Minnesota. A new law creates a rebuttable presumption of a covered occupational disease if the employee tests positive for or is otherwise diagnosed by a health care provider as having COVID-19. Covered employees include peace officers, firefighters, paramedics, nurses or healthcare workers, correctional officers or security counselors, emergency medical technicians, and certain childcare workers.

Missouri. An emergency rule creates a rebuttable presumption of a covered occupational disease with respect to first responders, which includes law enforcement officers, firefighters, and EMTs. The presumption may be rebutted only with clear and convincing evidence that the first responder did not actually have COVID-19 or contracted the disease from exposure that was not related to the individual’s employment.

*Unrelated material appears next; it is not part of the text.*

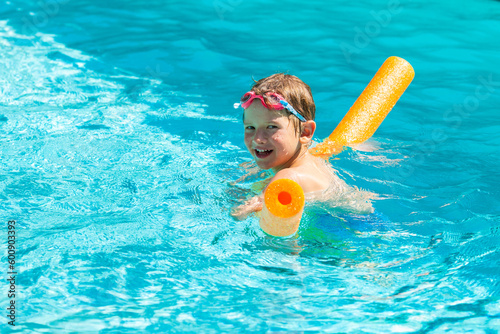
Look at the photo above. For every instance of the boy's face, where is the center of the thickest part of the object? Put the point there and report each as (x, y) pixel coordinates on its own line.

North Dakota. An Executive Order extends workers’ compensation coverage to first responders, front line health care workers, and funeral service personnel who test positive for COVID-19 and can demonstrate that the infection resulted from a work-related exposure. Frontline health care workers do not include administrative staff who do not come into contact with potentially infectious patients.

Utah. A new law creates a rebuttable presumption of a covered occupational disease with respect to first responders, which includes emergency responders and health care providers. This includes EMS workers, firefighters, and police officers who work on a volunteer or on-call basis. The law could also include non-practitioner employees at health care facilities or clinics.

We are in uncharted territory given the rapidly evolving health crisis and its impact on employers.